Un stand à 1 500 euros
Toutes porteuses d'innovation récente, elles vont exposer à l'espace stratégique Eureka Park (celui des start-up innovantes) : la Région met à leur disposition un stand de 9 m² pour un montant de 1.500 euros (au lieu de 2500) avec toute la signalétique de la région gratuite. Pour 100 euros de plus, les entreprises ont la possibilité de prendre un accompagnement marketing et communication, avec l'assistance de deux consultants : un Toulousain basé à San Francisco et un Américain à Toulouse. Ils assurent les relations médias et conseillent par exemple sur la réalisation d'un site en anglais et autres préparatifs nécessaires pour parfaire son image aux yeux des Américains. Un accompagnement "prospection" leur est aussi proposé avec un rapprochement du réseau EEN (Entreprise Europe Network) et la possibilité de pitcher auprès d'investisseurs. Ils pourront aussi assister aux réunions prévues au French village.
Pour se faire connaître
En plus d'une ouverture vers le marché américain, le CES s'avère tout simplement « un très bon moyen de se faire remarquer. » Sven Fonteny, co-fondateur de flipr, entend juste « tâter le terrain là-bas », conscient de la concurrence sur son offre de capteurs connectés pour piscines et du fait qu'il en est tout juste au démarrage de sa phase d'industrialisation (il démarre la production de capteurs notamment pour Irrijardin).
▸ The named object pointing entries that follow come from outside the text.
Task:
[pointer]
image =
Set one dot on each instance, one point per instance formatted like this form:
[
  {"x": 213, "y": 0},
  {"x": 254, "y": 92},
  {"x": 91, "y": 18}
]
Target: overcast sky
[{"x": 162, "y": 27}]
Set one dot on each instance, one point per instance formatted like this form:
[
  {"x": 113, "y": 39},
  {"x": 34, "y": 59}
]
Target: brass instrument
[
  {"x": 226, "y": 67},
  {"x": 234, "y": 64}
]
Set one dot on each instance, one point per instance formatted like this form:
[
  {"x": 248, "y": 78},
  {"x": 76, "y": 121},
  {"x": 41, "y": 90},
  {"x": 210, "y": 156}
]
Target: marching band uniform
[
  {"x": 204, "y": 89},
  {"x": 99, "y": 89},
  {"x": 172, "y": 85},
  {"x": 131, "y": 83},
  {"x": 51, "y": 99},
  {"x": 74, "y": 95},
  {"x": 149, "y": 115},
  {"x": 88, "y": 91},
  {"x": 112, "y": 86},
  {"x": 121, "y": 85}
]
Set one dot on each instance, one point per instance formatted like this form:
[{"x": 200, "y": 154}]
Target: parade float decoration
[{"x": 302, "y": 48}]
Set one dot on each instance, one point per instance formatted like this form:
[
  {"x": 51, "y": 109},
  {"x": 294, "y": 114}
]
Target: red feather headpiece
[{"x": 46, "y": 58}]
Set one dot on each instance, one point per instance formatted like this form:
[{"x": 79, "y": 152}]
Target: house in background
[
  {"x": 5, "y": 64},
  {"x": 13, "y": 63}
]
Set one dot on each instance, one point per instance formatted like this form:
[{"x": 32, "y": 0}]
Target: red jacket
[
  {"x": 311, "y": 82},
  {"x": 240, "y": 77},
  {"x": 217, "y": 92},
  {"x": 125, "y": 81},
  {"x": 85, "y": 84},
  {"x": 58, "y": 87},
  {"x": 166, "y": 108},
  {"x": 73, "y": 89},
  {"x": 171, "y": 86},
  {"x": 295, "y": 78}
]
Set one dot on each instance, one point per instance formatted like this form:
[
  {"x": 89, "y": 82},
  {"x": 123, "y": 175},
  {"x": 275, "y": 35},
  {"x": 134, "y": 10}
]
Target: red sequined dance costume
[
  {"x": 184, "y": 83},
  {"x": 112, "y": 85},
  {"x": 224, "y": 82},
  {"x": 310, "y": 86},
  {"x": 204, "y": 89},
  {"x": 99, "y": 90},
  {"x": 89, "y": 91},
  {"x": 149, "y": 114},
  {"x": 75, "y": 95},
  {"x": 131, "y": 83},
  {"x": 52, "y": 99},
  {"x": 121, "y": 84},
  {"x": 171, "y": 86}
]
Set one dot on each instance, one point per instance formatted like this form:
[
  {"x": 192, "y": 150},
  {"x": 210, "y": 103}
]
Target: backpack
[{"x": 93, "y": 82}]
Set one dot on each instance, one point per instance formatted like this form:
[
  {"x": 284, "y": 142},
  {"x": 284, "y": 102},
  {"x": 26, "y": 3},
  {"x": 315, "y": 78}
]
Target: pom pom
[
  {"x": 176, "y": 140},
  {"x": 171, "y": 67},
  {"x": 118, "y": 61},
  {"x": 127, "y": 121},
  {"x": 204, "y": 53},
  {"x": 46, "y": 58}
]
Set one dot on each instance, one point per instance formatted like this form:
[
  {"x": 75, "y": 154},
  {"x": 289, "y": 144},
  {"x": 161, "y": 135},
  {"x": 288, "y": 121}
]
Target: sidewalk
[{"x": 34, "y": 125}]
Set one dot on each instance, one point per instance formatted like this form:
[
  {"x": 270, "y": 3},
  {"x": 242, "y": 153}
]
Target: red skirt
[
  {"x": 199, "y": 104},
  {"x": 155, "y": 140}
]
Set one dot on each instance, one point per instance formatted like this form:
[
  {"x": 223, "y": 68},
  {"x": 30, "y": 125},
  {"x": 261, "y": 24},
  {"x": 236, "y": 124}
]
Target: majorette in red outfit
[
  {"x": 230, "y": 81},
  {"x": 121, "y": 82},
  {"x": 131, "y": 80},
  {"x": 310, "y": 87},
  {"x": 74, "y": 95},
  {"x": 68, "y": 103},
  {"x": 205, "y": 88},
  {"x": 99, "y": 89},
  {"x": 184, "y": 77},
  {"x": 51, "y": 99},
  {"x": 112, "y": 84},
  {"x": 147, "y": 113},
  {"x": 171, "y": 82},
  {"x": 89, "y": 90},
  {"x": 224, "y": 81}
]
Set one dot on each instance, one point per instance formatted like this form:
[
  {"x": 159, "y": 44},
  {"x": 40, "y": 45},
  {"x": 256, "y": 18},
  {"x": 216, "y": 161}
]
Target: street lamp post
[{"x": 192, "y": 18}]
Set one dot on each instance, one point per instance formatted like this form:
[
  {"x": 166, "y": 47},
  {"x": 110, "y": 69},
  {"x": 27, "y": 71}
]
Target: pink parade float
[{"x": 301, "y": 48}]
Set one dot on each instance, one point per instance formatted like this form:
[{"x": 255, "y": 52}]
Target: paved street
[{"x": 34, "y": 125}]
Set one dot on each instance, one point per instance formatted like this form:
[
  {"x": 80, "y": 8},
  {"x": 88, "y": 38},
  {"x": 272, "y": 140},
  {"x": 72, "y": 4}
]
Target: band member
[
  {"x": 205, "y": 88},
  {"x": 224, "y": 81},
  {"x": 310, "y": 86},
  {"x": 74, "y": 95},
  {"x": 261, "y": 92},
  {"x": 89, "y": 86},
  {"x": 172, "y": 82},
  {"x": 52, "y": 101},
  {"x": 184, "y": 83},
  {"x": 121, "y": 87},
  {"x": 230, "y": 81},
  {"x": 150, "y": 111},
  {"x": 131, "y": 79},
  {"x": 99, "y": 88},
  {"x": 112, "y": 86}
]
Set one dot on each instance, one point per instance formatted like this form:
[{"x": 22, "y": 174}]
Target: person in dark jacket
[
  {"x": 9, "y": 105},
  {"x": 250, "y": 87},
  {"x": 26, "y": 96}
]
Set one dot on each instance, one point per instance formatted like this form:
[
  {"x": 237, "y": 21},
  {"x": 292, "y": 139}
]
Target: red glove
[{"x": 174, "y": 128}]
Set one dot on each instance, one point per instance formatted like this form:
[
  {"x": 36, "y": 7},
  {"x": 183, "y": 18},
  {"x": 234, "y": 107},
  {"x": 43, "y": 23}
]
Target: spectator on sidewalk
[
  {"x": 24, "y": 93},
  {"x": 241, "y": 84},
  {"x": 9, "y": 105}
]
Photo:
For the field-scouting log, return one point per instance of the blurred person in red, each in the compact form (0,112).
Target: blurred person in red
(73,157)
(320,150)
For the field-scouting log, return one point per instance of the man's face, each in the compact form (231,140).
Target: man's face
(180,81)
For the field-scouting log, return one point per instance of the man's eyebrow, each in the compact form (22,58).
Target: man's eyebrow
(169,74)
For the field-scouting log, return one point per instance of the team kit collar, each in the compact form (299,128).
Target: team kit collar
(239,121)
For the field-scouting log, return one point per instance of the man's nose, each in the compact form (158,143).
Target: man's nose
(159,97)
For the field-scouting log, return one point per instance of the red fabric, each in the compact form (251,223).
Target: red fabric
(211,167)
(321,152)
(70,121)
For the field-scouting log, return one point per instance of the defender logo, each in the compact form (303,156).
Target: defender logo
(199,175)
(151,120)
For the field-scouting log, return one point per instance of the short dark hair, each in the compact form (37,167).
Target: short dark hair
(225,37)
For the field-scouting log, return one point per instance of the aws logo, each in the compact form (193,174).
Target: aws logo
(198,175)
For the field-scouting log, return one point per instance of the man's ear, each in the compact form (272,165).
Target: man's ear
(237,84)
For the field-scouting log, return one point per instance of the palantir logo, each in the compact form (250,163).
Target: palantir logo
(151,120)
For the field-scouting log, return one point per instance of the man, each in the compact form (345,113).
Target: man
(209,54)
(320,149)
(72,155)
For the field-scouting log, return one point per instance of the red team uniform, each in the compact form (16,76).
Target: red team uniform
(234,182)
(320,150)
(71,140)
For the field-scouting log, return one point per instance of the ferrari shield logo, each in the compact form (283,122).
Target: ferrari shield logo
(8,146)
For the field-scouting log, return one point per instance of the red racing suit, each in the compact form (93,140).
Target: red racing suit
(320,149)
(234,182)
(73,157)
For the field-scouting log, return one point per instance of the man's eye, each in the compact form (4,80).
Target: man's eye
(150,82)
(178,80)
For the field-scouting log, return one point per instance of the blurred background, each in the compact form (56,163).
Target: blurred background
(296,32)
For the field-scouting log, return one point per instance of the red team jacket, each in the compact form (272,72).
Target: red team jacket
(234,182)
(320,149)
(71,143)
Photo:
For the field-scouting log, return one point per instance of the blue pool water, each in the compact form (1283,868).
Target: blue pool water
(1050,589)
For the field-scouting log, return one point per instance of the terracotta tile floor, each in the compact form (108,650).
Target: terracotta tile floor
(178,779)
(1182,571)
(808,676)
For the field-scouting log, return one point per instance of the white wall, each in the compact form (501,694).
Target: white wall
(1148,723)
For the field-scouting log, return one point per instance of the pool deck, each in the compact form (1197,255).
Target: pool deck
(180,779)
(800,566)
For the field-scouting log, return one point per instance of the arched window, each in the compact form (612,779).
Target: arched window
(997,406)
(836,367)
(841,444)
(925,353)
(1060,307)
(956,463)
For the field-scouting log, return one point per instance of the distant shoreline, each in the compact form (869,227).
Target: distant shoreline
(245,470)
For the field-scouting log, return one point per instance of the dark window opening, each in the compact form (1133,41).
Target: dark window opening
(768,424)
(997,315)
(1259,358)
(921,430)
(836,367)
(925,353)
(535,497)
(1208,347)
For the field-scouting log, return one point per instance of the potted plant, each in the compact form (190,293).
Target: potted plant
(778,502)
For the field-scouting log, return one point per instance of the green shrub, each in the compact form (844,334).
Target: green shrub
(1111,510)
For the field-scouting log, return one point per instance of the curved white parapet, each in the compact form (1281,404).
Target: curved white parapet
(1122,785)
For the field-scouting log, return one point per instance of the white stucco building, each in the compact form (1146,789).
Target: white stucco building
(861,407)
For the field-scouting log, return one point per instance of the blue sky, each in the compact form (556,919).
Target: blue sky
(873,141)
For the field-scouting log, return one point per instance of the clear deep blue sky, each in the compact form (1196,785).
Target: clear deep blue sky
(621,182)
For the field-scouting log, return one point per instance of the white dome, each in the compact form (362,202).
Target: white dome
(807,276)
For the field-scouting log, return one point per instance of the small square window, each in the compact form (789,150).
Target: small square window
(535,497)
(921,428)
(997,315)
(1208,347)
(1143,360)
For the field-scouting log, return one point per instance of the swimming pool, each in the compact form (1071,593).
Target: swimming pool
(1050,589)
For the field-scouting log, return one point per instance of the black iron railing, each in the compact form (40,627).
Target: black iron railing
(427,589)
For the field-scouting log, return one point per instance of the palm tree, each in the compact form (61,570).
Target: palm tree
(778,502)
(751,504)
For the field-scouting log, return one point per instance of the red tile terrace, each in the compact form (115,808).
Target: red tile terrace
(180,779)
Ressenti d'une start-up locale partie l'an dernier à Las Vegas : « Grâce au CES, on a pu faire une veille technologique très intéressante », témoigne Carole Zisa-Garat, fondatrice de Telegrafik (CA 2015 : 126.000 ?, 7 salariés) qui a mis au point une solution aidant au maintien à domicile des personnes âgées. « On a surtout vu des Français et on a gagné en notoriété ». Laurent Bernadac, qui conçoit et vend des violons électriques réalisés en 3D (3Dvarius), a dépensé 11.000 euros en tout pour le CES et une présence à un deuxième salon dédié à la musique à Los Angeles. Il fera venir des violonistes pour des démonstrations et espère vendre quelques pièces (7.000 euros l'unité) aux Américains, apparemment férus de ce petit bijou de technologie. Viendront aussi des entreprises locales comme Pierre Fabre et Sigfox, ou des PME et start-up emmenées par le pôle de compétitivité Derbi (énergies renouvelables) et La Poste.